Are blacks too thin-skinned about certain descriptions?

I learned something completely unknown to me in Barbara Murphy's recent commentary, "A word on the 'well-spoken'" (Sept. 2). We've now reached the point where people who are not of color can no longer use complimentary language when referring to black Americans. It took me aback to read her relate overhearing a manager where she works describing a job candidate (racial identity unknown) as "smart," "experienced," and "well-spoken." She goes on to say that "Instantly, I knew that this candidate is African-American."

She writes that "in all my many years of living in Baltimore and working for global corporations, I have never heard the term 'well-spoken' used to describe a person of any other ethnicity. 'Well-spoken' is code for black in America." All I can say is Ms. Murphy must have lived a very cloistered life. I have worked throughout the United States my entire life in organizations of all ethnicities, and have used terms such as "articulate" and "well-spoken" frequently and have heard many others do so.

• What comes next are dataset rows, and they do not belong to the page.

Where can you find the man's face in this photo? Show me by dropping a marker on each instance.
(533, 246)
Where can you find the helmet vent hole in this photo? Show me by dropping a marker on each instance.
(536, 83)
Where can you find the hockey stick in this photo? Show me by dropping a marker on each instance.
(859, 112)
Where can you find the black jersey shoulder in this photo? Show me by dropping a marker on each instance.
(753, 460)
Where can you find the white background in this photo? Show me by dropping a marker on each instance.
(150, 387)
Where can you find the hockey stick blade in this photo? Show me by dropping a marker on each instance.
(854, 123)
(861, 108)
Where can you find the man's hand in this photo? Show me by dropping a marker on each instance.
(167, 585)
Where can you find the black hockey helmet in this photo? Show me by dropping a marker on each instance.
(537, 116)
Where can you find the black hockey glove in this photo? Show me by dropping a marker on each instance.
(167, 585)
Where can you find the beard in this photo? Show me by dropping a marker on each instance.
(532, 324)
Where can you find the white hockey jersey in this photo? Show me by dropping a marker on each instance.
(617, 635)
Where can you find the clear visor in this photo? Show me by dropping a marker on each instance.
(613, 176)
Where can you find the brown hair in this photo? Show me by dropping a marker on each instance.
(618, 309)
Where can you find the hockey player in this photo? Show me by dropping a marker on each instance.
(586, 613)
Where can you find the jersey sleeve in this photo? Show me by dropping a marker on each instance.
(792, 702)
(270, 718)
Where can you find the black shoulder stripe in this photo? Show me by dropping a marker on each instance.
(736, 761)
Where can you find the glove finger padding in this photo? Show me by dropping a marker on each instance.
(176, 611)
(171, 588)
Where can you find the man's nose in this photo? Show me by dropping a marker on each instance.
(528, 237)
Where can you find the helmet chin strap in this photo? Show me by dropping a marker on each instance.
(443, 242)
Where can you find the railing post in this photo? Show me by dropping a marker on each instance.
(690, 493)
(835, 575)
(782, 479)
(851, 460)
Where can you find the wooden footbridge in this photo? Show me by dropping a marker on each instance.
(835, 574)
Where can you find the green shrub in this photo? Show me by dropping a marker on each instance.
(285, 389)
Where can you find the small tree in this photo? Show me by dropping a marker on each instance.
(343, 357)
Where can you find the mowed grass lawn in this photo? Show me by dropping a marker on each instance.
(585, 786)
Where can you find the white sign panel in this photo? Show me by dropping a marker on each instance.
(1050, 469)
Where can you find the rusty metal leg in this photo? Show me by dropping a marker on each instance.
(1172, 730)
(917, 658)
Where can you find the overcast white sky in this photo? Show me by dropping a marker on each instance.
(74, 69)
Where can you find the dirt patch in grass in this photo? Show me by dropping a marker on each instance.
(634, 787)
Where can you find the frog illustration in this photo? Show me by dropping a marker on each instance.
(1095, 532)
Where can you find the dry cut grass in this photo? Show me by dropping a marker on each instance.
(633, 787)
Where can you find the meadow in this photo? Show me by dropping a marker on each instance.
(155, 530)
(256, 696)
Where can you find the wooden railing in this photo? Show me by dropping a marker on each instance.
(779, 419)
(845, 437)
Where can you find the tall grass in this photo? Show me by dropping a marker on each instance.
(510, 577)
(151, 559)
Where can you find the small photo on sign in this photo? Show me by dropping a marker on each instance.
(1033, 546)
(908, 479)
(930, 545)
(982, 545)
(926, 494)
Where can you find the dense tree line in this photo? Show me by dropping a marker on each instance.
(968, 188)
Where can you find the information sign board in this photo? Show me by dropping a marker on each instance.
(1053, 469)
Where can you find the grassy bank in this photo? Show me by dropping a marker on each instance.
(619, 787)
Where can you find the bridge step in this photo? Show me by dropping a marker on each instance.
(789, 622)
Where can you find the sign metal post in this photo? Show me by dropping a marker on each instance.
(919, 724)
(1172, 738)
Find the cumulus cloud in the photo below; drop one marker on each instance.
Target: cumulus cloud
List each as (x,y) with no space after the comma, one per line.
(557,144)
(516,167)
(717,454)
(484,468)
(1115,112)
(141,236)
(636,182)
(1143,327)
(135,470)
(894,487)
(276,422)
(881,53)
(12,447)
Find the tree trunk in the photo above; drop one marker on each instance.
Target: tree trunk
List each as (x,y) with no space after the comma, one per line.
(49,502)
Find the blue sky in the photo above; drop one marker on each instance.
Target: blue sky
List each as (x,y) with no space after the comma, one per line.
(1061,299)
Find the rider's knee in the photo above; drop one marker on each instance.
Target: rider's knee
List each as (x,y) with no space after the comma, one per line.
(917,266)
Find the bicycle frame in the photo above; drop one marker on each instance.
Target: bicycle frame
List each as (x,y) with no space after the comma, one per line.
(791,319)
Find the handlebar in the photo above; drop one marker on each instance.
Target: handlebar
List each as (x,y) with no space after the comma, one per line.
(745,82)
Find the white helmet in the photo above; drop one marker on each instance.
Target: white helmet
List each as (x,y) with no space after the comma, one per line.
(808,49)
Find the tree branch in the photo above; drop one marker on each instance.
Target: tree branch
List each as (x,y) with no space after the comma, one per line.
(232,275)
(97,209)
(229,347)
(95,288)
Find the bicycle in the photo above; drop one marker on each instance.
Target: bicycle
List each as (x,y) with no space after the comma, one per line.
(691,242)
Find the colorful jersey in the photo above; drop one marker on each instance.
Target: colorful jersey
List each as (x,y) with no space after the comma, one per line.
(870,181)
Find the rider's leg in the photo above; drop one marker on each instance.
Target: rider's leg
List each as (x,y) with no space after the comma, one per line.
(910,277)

Those compliments were used regardless of the ethnicity of the object of our discussions. They were well-intended and meant to convey a positive perception and observation, regardless of color. They are universal. While she may be correct in the context of a Baltimore-centered environment, she is assuredly wrong in a national or global context. Out of curiosity, I did a Google search about the terms "well-spoken" and "articulate" vis-a-vis black Americans. Surprisingly, I found that there is a strong perception among the black community that these terms are denigrating to blacks. And the rationale seems to be that since inherently racist whites can't imagine a black person being "well-spoken," then the term is applied in a sarcastic manner and is therefore disrespectful.

How thin skinned can we get? It seems that blacks have a self-perception that they are less "well-spoken" than the general population so, when the term is applied to them, then it must de facto be a sarcastic term of disrespect. So now I guess I must add to my list of "things not to say to people of color" is that any type of compliment, no matter how true and well-intentioned, may be taken as rude and racist. Which leaves me in the predicament that I can't (and shouldn't) criticize their personal attributes, but also can longer praise them. It's a lose-lose proposition. That's not a path to overcoming divisiveness and bringing our cultures together.